Difference between ShrinkFactorPerLevel and Shrink

reox · June 16, 2020, 6:24am

I want to register some images, however the image size is too fine for my purposes and lower resolutions do need less memory and registration time. Resizing them to a 10th of the size should also work.

I tried now two different approaches: Shrinking the image manually using Shrink and using SetShrinkFactorsPerLevel (with a single level and sigmas set to 0) on the ImageRegistrationMethod.
I know that the latter has a little bit different meaning, however I thought that both should end up with the same results.
But instead, using Shrink runs in almost no time, while SetShrinkFactorsPerLevel required roughly 30x longer.
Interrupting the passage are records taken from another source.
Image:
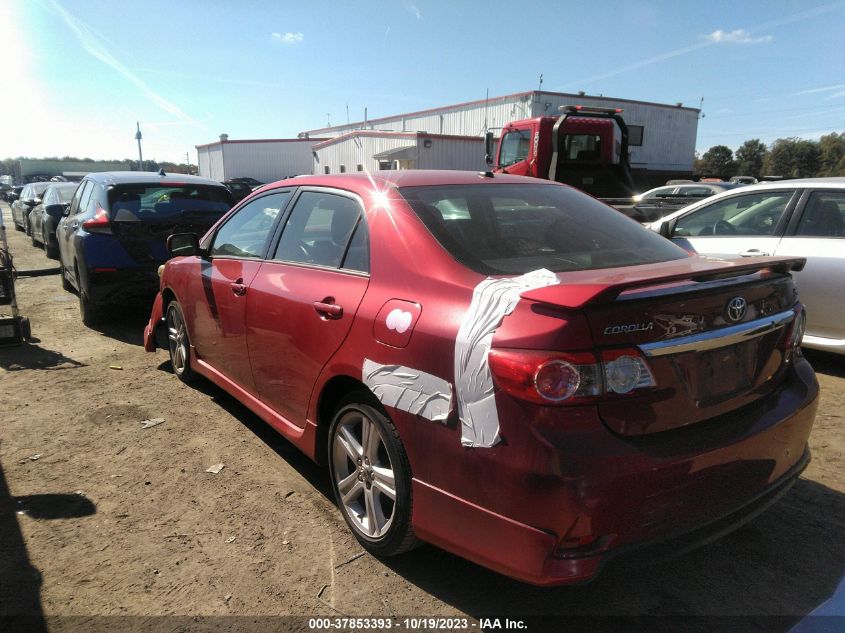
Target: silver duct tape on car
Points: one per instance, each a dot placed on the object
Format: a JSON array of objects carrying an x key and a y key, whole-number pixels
[
  {"x": 409, "y": 389},
  {"x": 492, "y": 301}
]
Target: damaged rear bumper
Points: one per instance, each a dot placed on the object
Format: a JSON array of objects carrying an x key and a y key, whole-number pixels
[
  {"x": 154, "y": 331},
  {"x": 584, "y": 496}
]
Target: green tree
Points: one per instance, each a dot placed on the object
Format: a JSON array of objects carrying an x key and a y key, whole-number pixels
[
  {"x": 718, "y": 161},
  {"x": 832, "y": 155},
  {"x": 793, "y": 158},
  {"x": 750, "y": 157}
]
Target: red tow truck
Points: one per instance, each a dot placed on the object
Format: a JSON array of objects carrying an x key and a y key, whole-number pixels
[{"x": 585, "y": 147}]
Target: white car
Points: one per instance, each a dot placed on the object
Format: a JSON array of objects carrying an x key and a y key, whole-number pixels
[{"x": 803, "y": 217}]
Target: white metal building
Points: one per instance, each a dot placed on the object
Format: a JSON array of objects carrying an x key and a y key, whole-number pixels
[
  {"x": 369, "y": 150},
  {"x": 263, "y": 159},
  {"x": 662, "y": 137}
]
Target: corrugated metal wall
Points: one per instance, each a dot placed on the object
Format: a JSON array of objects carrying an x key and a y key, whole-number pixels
[
  {"x": 668, "y": 132},
  {"x": 267, "y": 160},
  {"x": 357, "y": 150},
  {"x": 668, "y": 137},
  {"x": 452, "y": 153},
  {"x": 210, "y": 162},
  {"x": 442, "y": 154}
]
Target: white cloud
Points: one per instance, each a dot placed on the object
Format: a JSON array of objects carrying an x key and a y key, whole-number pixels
[
  {"x": 738, "y": 36},
  {"x": 288, "y": 38},
  {"x": 91, "y": 44},
  {"x": 413, "y": 9}
]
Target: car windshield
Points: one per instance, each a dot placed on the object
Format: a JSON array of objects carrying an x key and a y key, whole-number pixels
[
  {"x": 514, "y": 229},
  {"x": 152, "y": 202}
]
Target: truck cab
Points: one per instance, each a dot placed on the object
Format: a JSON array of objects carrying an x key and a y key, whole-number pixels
[{"x": 586, "y": 148}]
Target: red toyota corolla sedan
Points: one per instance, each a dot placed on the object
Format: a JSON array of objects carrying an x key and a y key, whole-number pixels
[{"x": 501, "y": 366}]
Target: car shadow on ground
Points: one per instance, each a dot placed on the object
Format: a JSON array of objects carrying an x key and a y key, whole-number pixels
[
  {"x": 20, "y": 597},
  {"x": 313, "y": 473},
  {"x": 125, "y": 324},
  {"x": 29, "y": 355},
  {"x": 826, "y": 362},
  {"x": 764, "y": 576}
]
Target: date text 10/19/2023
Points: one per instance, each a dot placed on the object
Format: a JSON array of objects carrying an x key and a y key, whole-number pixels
[{"x": 414, "y": 624}]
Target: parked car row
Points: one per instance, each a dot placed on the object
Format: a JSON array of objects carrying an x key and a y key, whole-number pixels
[
  {"x": 108, "y": 231},
  {"x": 443, "y": 341},
  {"x": 501, "y": 366}
]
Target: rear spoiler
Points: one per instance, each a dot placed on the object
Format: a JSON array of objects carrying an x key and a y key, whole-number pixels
[{"x": 596, "y": 289}]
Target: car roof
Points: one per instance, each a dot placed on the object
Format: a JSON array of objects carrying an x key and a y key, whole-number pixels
[
  {"x": 409, "y": 178},
  {"x": 131, "y": 177},
  {"x": 834, "y": 182}
]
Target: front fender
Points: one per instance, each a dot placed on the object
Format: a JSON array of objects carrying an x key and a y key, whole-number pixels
[{"x": 156, "y": 321}]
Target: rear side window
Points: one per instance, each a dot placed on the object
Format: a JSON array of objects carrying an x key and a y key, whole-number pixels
[
  {"x": 514, "y": 229},
  {"x": 319, "y": 230},
  {"x": 246, "y": 233},
  {"x": 154, "y": 202},
  {"x": 824, "y": 215}
]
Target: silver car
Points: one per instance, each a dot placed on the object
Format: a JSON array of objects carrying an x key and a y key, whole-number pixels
[{"x": 792, "y": 217}]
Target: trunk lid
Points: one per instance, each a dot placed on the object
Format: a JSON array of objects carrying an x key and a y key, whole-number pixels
[{"x": 710, "y": 331}]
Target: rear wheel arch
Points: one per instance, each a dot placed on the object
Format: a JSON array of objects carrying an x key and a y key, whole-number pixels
[{"x": 332, "y": 394}]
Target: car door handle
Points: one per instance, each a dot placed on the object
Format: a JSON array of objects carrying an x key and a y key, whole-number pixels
[
  {"x": 327, "y": 309},
  {"x": 238, "y": 288}
]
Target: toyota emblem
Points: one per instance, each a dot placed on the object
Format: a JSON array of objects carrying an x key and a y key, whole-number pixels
[{"x": 736, "y": 309}]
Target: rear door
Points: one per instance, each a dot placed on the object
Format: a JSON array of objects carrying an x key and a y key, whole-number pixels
[
  {"x": 302, "y": 301},
  {"x": 217, "y": 298},
  {"x": 818, "y": 233},
  {"x": 744, "y": 225}
]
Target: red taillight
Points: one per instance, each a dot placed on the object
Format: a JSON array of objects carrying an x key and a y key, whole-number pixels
[
  {"x": 100, "y": 223},
  {"x": 550, "y": 378}
]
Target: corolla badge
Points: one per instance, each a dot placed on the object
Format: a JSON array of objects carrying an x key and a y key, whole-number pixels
[{"x": 736, "y": 308}]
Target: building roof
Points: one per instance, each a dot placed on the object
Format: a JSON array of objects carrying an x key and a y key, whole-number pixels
[
  {"x": 261, "y": 140},
  {"x": 526, "y": 96},
  {"x": 385, "y": 134}
]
What I noticed is, that when SetShrinkFactorsPerLevel runs, it seems to only use a single core, while Shrink seems to run multithreaded.
I thought that SetShrinkFactorsPerLevel is a convenient wrapper, but it looks like it does something different?

I’m using SimpleITK 2.0.0rc1.post224 with ITK 5.2.

blowekamp · June 16, 2020, 1:38pm

When you say you are reducing by 10x, is that 10^2 or 10^3? Either way you are reducing the the size of the image significantly. I’m wondering if you are running out of memory during the scaling process?

You are using a simga of 0 so there is no Gaussian filtering. Note that in ITKv4 the DiscreteGaussian was used, but in ITKv5 it has been changed to the SmoothingRecursiveGaussian for significant performance improvements.

The Shrink is a quick filter but without and low-pass or bandpass filter. I generally prefer the the BinShrink as it at least uses a square kernel.

The ImageRegistrationMethod uses the ResampleImageFilter which is also multi-threaded ( and slower compared to the shrinkers without much benefit if no Gaussian smoothing is used ). Since you are observing that it appears single threaded, I suspect that there may be some memory limitations here.

If further assistance is needed, please create a minimal reproducible example with synthetic/generated images so we can test the reproducibility your observations.

reox · June 16, 2020, 4:51pm

Thank you for all the information, that was already helpful!
By 10x I meant I either use SetShrinkFactorsPerLevel([10]) or Shrink([10, 10, 10]) - I guessed that both does the same?

Here is a simple testprogram, measured on 32 cores with enough RAM.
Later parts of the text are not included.